ABSTRACT

Progressive destruction of buildings and other works of man at the W. A. Taylor Winery near Hollister, California, indicates that one side of a segment of the San Andreas fault is creeping relative to the other. Three different types of measurements all yield an annual rate of creep of approximately one-half inch per year.

Steinbrugge and Zacher: Measurements of the separations of pairs of reference marks adjacent to the line of creep have been repeated periodically since 1956, and damage to structures provides a good measure of the total creep since 1948. Reports of damage to older buildings on the same site suggest that the creep may have been going on at about the present rate for fifty or more years.

Tocher: Creep recorders designed to measure continuously the differential lateral movement of adjacent sections of the concrete floor have been installed in the main winery building. The creep rate so determined has been about one-half inch per year (with right-lateral sense) for the past two years. Creep accumulates largely in spasms of rather short duration (on the order of a week) separated by intervals of weeks or months during which little or no creep takes place. Ninety-two per cent of the movement in a recent 371-day period accumulated in four spasms of total duration 34 days. Three of these spasms began at times when no local earthquakes were recorded on near-by seismographs; the fourth began with a sudden right-lateral fault movement of 3 mm. at the time of a sharp local earthquake (Richter magnitude 5.0) on January 20, 1960 (GCT).
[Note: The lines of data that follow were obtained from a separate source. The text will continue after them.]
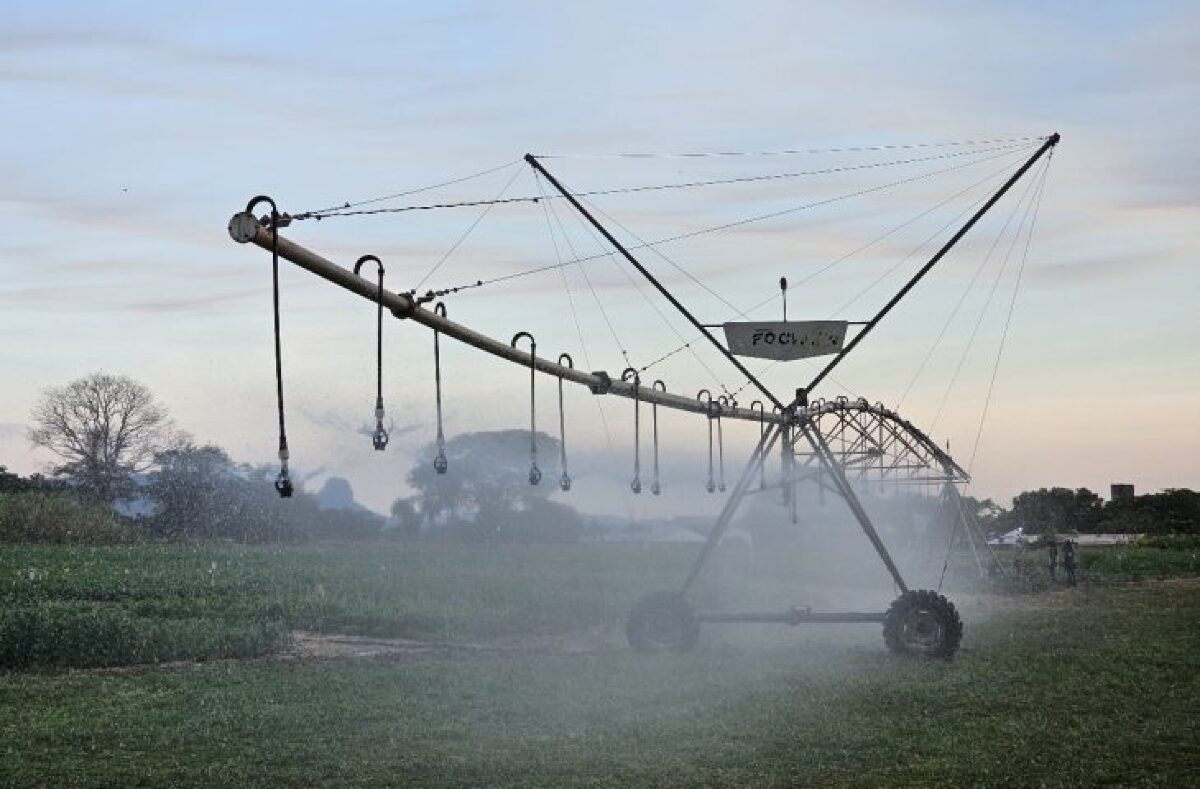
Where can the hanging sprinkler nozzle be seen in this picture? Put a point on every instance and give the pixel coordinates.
(439, 461)
(379, 438)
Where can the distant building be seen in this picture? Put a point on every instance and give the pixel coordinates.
(1122, 492)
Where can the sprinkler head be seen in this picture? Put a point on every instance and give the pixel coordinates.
(283, 485)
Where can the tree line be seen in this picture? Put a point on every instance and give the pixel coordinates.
(113, 441)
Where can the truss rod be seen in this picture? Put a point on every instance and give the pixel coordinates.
(405, 307)
(675, 302)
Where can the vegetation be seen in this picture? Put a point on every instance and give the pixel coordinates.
(1061, 510)
(1080, 687)
(489, 497)
(103, 428)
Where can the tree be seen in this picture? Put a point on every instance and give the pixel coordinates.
(105, 428)
(486, 492)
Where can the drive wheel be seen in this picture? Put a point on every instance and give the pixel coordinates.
(663, 622)
(923, 622)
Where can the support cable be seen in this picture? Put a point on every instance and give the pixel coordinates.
(654, 306)
(723, 402)
(961, 300)
(706, 397)
(792, 151)
(1012, 306)
(282, 481)
(631, 375)
(655, 486)
(833, 264)
(579, 332)
(762, 432)
(564, 481)
(469, 229)
(346, 210)
(534, 471)
(329, 211)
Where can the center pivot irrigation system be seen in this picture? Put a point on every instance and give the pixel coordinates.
(831, 443)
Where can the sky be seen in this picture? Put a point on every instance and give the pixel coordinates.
(133, 131)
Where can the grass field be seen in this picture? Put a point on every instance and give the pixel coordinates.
(1068, 687)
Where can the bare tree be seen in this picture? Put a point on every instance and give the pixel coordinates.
(105, 428)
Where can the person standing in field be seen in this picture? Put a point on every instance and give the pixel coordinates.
(1068, 561)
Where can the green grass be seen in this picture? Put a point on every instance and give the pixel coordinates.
(89, 606)
(1091, 686)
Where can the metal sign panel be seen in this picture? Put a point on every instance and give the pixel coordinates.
(785, 341)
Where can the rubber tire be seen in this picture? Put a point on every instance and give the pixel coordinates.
(936, 632)
(663, 622)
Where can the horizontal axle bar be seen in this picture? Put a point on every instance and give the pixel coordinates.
(405, 307)
(793, 616)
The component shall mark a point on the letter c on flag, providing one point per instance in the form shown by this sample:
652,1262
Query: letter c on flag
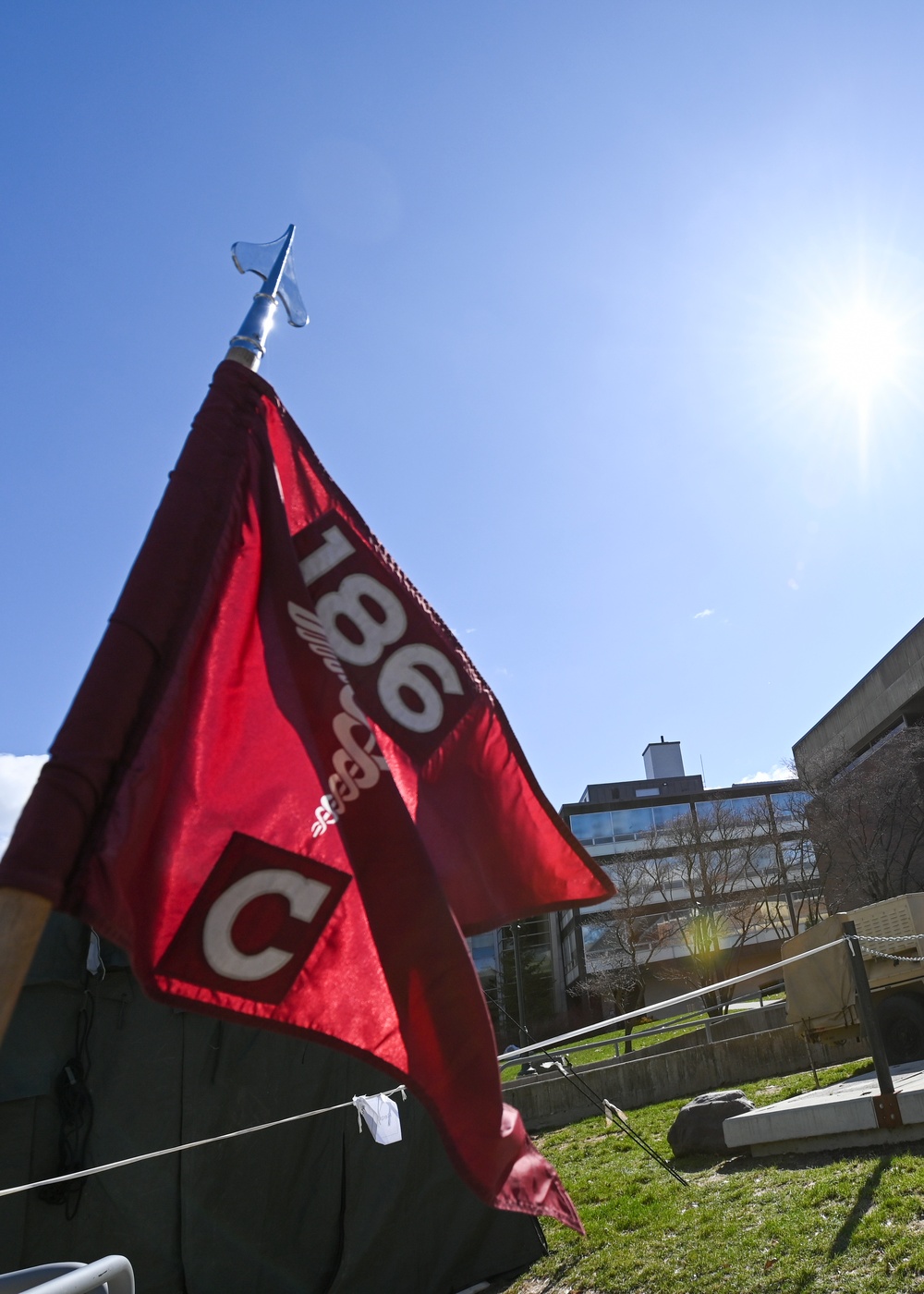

Whitten and Claire: Resurveys over monumented points established near the winery also yield a rate of slippage or creep along the fault line of one-half inch per year. A new method for analyzing the data obtained by retriangulating over monumented points at wide intervals (10 to 20 years) is presented and applied to two triangulation networks which cross the San Andreas fault in central California. Results from a net near Hollister show an average creep rate of about one-half inch per year; results from a net near Cholame (about 75 miles southeast of Hollister) show an average creep rate of about one-tenth inch per year. The results also give an angular value which represents the deformation in the crust adjacent to the fault line.